Perhaps the economy is impacting those expensive boarding schools now, but in the cinema we get shorts in which schools advertise their academic menus which more often than not feature boys, and sometimes girls, scrumming around with balls or hockey sticks. I have yet to see school advertisements whereby a book features or a student is pensively looking at a painting.
This why it is so heartening to see that cricket is coming to its senses. Apparently some ‘tours’ are in doubt. There are payment disputes. It is all too complicated for some of us to get to the finer points of the ins and outs. I have always found it a baffling game of two teams wanting to get ‘in’ only to then, when finally ‘in’ ,wanting to get ‘out.’ With the dispute still not solved there is a good chance we will enjoy a nice Christmas without the tedious drone of cricket scores filtering through the vertical blinds.

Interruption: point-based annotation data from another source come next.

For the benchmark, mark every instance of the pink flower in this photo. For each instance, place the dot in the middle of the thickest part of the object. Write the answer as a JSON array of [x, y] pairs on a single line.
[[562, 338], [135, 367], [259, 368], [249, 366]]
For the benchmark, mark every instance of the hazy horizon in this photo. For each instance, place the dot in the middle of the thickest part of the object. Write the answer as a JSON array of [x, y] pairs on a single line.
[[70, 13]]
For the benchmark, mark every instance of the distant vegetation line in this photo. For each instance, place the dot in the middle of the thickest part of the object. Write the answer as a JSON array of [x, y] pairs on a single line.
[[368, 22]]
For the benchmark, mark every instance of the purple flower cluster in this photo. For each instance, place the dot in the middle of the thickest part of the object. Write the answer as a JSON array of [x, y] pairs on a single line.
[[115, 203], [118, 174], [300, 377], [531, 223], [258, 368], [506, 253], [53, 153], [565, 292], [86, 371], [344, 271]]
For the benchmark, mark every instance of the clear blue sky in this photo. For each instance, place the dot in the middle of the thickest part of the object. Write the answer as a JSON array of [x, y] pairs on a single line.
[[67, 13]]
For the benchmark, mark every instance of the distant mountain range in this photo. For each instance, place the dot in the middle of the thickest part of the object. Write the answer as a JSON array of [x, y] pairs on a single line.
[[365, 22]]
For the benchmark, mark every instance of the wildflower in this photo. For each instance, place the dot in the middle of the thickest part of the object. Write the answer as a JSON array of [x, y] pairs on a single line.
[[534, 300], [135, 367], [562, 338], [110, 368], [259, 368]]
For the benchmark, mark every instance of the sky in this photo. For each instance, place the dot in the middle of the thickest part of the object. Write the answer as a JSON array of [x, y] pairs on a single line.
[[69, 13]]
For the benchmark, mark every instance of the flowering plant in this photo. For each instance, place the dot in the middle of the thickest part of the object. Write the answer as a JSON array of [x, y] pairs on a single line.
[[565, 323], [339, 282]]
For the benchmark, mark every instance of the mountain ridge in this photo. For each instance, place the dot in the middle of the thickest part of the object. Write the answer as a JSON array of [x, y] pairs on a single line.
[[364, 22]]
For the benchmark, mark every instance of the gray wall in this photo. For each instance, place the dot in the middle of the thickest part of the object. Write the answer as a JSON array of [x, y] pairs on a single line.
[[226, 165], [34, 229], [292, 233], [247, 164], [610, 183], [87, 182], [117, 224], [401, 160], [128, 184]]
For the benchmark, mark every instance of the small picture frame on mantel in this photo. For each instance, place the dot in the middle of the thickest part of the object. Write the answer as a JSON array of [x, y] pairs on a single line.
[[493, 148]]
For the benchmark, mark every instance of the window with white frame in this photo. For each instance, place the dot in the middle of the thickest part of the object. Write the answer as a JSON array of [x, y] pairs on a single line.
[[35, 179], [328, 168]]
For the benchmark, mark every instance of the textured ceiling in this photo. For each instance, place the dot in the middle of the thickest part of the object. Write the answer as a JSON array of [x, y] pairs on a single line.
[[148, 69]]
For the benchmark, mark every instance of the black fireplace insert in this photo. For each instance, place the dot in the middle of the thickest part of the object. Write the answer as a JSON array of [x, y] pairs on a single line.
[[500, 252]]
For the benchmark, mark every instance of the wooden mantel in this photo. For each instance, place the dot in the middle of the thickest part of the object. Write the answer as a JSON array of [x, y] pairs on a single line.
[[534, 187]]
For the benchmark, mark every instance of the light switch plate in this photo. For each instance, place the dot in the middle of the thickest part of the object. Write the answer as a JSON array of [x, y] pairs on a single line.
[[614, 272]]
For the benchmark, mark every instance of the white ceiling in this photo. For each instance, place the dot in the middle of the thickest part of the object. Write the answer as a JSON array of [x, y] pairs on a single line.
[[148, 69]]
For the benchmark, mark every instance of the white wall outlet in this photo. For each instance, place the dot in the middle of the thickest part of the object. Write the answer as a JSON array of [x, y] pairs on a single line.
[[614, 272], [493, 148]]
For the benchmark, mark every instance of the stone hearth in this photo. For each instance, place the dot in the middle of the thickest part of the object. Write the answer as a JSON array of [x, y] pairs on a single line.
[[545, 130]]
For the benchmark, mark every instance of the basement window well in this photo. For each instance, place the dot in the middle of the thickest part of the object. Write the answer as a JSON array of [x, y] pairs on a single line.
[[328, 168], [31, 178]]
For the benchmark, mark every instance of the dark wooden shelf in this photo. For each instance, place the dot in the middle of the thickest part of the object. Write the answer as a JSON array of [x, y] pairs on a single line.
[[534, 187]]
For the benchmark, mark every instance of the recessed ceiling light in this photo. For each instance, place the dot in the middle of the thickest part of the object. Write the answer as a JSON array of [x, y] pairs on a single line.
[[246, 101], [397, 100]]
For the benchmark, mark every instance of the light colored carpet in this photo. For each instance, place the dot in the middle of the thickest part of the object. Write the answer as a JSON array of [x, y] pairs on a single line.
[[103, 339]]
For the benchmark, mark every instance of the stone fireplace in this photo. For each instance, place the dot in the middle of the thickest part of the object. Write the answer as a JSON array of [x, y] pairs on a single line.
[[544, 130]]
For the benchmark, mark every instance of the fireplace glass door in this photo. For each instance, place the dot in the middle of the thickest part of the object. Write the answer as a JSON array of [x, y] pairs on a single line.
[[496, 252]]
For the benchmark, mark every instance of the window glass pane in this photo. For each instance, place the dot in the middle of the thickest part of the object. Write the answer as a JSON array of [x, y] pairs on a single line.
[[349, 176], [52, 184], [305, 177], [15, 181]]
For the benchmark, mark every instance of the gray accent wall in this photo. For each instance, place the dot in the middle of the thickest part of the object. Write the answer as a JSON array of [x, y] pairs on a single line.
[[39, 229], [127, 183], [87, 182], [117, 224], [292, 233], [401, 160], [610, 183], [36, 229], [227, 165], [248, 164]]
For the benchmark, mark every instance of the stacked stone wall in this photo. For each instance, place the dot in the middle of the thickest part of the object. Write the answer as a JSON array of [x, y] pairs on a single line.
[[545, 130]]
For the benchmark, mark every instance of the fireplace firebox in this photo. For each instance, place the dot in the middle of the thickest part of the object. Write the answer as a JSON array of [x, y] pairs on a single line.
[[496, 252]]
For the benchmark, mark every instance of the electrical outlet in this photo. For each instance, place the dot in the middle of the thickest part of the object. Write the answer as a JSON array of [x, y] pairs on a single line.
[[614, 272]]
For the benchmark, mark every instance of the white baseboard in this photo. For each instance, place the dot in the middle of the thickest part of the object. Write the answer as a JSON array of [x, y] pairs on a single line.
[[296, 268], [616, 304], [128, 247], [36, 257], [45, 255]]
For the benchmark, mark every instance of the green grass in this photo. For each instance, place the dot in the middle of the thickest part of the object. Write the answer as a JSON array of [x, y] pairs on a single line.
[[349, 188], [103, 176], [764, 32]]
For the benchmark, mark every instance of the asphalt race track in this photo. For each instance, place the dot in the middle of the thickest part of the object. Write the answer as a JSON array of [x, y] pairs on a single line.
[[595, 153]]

But, the real bonus, nay, the icing on the cake, is one of our tennis players openly admitting he is ‘bored’ with hitting the tennis ball. What clear-sighted honesty. Such boldness in admitting that hitting a ball backwards and forwards isn’t all that it is cracked up to be. Surely, the king is starkers underneath all that emphasis on sport. A footballer who hit another one out cold has now been banned for life playing his ball- sport and is charged by police. Sport is clearly overrated when belting each other on and off field is the norm. Look how often enraged tennis players chuck their rackets. They take it all too seriously. Calm down boys and girls, smell the roses!
In a previous post I suggested that winners should be those that come last. It would calm sport down to what it should be. A concern and care for the opponent rather than a selfish need to be a ‘winner.’ I know that we are all urged by our Government to be winners and not losers but a fact remains that per definition a winner is just a single person. It is a silly aim. How does that fit in with being a country that prides itself on being egalitarian and just?
Look at that sad spectacle of a previous female champion tennis player, reduced now to simpering loudly against those that want to get SSM married. She has lost love for her own kind and that just isn’t good ‘sport.’ No matter what physical sport one pursues, it is all doomed to slacken with age. And then what?
Our attitude to the refugees on Manus and Nauru sits strangely in all this chest-beating of what it means to have true Australian values. It just isn’t good sport, is it?
What it means to support and stand up for Australia. Have those values been allowed to drift away? Are the values of an Italian or Pole so much different? It all smacks of a silly form of nationalism. I noticed Trudeau from Canada publicly and loudly telling the world Canada welcomes all refugees.
What would I not give for our immigration minister Dutton or our leader Turnbull to come out strongly for the refugees and for once show what it means to be a ‘GOOD SPORT’ and allow them to live in Australia instead of all the horse trading with America.